Today’s guest blogger is Erin C. Once upon a time in Washington DC, she co-hosted JournalCon 2003, but hasn’t blogged in years. She now spends her days getting her grass skirt to cover her Spanx in Hawaii. Her super power is swallowing pills without drinking water.
Before I had kids, when I knew everything about parenting, I used to say that my prospective kid would grow up speaking another language. S/he would be bilingual from birth, short-circuiting American stereotypes and probably being hired by the UN just out of junior high. However, unlike other parenting ideas I had, (family sing-alongs and faceless Waldorf dolls, I’m looking at you) I really did it. Yeah, my kid speaks another language. But it’s not as great as it sounds.
First of all, the second language that he speaks is Russian. That’s because someone else hired the Klingon-speaking nanny! Just kidding, it’s because my second language is Russian, and I had to start somewhere.
Second, it means you have to speak to them in the second language all the time. If you take a poll of all your friends with kids, 100% of them will think it’s a great idea for their kid to speak a second language. But only about 2% of them will want to yell at their kid down the cereal aisle in that second language. When you do it all the time, you become That Mom That Only Speaks to Her Kid in Latvian.
Third, if you live in the US, it means that you might need to dig deep for resources. I live in Hawaii, which means you have to look further than your nearest cab driver for a Russian. I have been lucky enough to find some amazing sitters and a wonderful set of Russian grandparents who watch him right now, but it’s not as easy as dropping him off at Kiddie Kare. I have also paid ridiculous shipping rates on kids’ books from Brighton Beach and given shopping lists to all my friends traveling back and forth to Russia.
Fourth, your family might have problems with it. My mother complained about not knowing what he was saying, and muttered darkly about him never learning his name if we continued to call him by his Russian nickname. (For the record, he knows his English name too, and also speaks English.) My husband mentioned that at some point, we were going to have to break it to him that we’re not Russians and he might have ‘adjustment issues.’

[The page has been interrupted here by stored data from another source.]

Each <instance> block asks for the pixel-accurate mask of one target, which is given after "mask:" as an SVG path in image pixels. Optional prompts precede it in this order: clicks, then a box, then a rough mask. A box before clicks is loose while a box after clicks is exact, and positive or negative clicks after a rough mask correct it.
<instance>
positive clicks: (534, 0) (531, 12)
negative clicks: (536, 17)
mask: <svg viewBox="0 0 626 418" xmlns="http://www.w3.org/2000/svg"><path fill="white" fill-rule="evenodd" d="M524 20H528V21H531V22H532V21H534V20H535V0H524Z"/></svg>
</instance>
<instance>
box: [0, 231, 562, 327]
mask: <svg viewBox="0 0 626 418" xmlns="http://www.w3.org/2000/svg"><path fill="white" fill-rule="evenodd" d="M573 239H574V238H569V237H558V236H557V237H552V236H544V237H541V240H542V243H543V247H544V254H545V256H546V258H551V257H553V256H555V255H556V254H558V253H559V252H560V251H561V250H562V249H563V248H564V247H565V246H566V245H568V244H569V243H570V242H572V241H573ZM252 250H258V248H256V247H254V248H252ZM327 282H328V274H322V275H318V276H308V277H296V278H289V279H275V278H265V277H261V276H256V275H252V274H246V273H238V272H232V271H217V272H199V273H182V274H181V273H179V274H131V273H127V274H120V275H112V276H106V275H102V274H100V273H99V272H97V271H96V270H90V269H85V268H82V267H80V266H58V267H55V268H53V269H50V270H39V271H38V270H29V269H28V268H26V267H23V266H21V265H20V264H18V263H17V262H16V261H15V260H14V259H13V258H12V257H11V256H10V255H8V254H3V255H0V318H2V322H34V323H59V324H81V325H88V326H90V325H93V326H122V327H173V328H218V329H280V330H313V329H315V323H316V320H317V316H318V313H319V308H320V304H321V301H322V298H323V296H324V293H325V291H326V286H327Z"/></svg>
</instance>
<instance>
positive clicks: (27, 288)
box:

Finally, it means giving my baby a really different childhood than the one I had. He loves cartoons that I never knew about (his current favorite is based on an Italian socialist propaganda film and stars a mischievous onion who Fights the Power) and says “oy!” when he falls down. He sings songs I didn’t know but learned from mp3s and calls his train Tomás. He calls me mamichka; I’m the Russian mother I never had!
It’s all worth it, though, when I hear him use his verbs of motion correctly, something I spent three semesters cramming into my brain. He distinguishes between dark and light blue, two different words in Russian, every time. On Halloween, he says ‘boo’ with an Eastern European accent. Will he turn on me when he’s 15 and complain that I ruined his life by making him speak Russian? Probably. Too bad- as we say in Russian, “На всех не угоди́шь,” or “You can’t please everyone!”